O Banco Mundial fez um alerta dos possíveis impactos políticos das eleições deste ano na condução das economias de diversos países, entre eles o Brasil:

"No entanto, o assustador desafio político representado pela implementação das medidas necessárias - tanto no curto prazo para impulsionar a estabilidade econômica durante a transição para taxas globais de juros mais elevadas e de longo prazo para aumentar o potencial de crescimento - pode se tornar ainda mais difícil considerando as eleições em vários destes países que foram os mais testados durante o verão, incluindo África do Sul, Tailândia, Turquia, Indonésia, Brasil e Índia".

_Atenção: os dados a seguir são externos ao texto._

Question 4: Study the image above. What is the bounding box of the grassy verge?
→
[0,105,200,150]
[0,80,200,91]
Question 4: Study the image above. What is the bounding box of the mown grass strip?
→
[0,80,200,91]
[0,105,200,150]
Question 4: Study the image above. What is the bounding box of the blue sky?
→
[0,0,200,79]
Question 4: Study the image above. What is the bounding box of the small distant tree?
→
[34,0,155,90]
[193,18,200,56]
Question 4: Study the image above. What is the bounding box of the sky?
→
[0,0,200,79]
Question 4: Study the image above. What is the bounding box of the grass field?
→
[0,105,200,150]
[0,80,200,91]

O documento elogia o Chile, que tem se beneficiado "de décadas de gerenciamento econômico macroprudencial", e apesar da forte demanda doméstica, não mostra sinais de bolhas de crédito, a inflação está abaixo da meta e há "amplo espaço fiscal" para turbinar a economia em caso de choques externos. E critica o Brasil:

"No Brasil, em contraste, a confiança dos consumidores e dos investidores tem se enfraquecido, por causa do pobre gerenciamento macroeconômico e políticas governamentais intervencionistas, ao mesmo tempo que os números do comércio exterios se deterioraram, em linha com os preços declinantes de metais e produtos agrícolas", escreveram os pesquisadores.

O Banco Mundial elevou na terça-feira sua previsão de crescimento global pela primeira vez em três anos, na medida em que as economias avançadas começam a acelerar o ritmo, lideradas pelos Estados Unidos. A perspectiva mais otimista sugere que a economia global está finalmente se libertando de uma longa e lenta recuperação após a crise financeira global.

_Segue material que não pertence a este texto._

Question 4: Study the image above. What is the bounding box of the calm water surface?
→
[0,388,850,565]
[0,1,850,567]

Na última estimativa do banco, em junho, ele esperava que o crescimento global atingisse 3% em 2014.O banco afirmou que a economia global chegou a um “ponto de inflexão”, uma vez que a austeridade fiscal e as incertezas políticas não pesam mais com tanta força na maioria das economias mais ricas. O banco espera crescimento mais forte nos Estados Unidos em particular, de 2,8% em 2014, ante 1,8% no ano passado.

“Pela primeira vez em cinco anos, há indicações de que uma recuperação autossustentável começou entre país de renda alta --sugerindo que eles podem agora se juntar a países em desenvolvimento como um segundo motor de crescimento na economia global”, afirmou, no relatório, o economista-chefe do banco, Kaushik Basu.

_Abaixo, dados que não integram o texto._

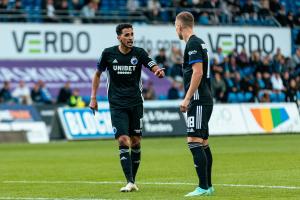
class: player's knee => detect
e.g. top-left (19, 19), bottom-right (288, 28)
top-left (187, 137), bottom-right (204, 144)
top-left (118, 135), bottom-right (130, 147)
top-left (130, 136), bottom-right (141, 148)
top-left (202, 139), bottom-right (208, 146)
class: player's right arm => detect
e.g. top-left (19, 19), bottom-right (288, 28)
top-left (89, 50), bottom-right (107, 114)
top-left (89, 70), bottom-right (102, 114)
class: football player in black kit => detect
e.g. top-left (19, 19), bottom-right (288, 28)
top-left (89, 24), bottom-right (165, 192)
top-left (175, 12), bottom-right (214, 196)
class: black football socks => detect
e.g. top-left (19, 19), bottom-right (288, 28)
top-left (188, 142), bottom-right (208, 190)
top-left (131, 145), bottom-right (141, 181)
top-left (119, 146), bottom-right (134, 183)
top-left (203, 145), bottom-right (213, 187)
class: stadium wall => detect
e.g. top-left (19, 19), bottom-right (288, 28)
top-left (58, 101), bottom-right (300, 140)
top-left (0, 24), bottom-right (292, 60)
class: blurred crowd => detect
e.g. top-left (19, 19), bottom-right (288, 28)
top-left (144, 47), bottom-right (300, 103)
top-left (0, 47), bottom-right (300, 104)
top-left (0, 80), bottom-right (86, 107)
top-left (0, 0), bottom-right (300, 27)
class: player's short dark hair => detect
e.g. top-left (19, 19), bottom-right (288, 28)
top-left (176, 11), bottom-right (194, 28)
top-left (116, 23), bottom-right (132, 35)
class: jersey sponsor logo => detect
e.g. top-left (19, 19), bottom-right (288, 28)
top-left (187, 128), bottom-right (195, 133)
top-left (133, 129), bottom-right (142, 134)
top-left (113, 65), bottom-right (136, 74)
top-left (130, 56), bottom-right (138, 65)
top-left (148, 60), bottom-right (156, 67)
top-left (113, 127), bottom-right (118, 134)
top-left (120, 156), bottom-right (127, 160)
top-left (188, 50), bottom-right (197, 55)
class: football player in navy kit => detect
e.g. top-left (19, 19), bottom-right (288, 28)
top-left (175, 12), bottom-right (214, 196)
top-left (89, 24), bottom-right (165, 192)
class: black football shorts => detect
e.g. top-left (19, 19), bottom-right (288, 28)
top-left (187, 104), bottom-right (213, 140)
top-left (110, 104), bottom-right (144, 138)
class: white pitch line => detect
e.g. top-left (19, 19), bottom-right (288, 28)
top-left (0, 197), bottom-right (117, 200)
top-left (2, 180), bottom-right (300, 190)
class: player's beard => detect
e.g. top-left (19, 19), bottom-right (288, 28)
top-left (121, 41), bottom-right (133, 49)
top-left (178, 33), bottom-right (183, 40)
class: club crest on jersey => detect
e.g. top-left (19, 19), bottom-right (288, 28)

O banco mais uma vez cortou suas estimativas para países em desenvolvimento, para 5,3% em 2014, ante 5,6% previstos em junho. Para o Brasil, a projeção é de crescimento de 2,4% em 2014, ante 2,2% estimados para o ano passado. Os mercados emergentes cresceram no ritmo mais lento em uma década nos últimos dois anos, depois de conseguirem taxas de crescimento de cerca de 7,5% antes da crise financeira global em 2008.

Andrew Burns, principal autor do relatório, disse que o crescimento antes da crise reflete fatores cíclicos.

"Estamos entrando em uma nova fase em que países em desenvolvimento estão crescendo a uma taxa muito mais próxima de sua taxa sustentável intrínseca de crescimento", disse ele a repórteres.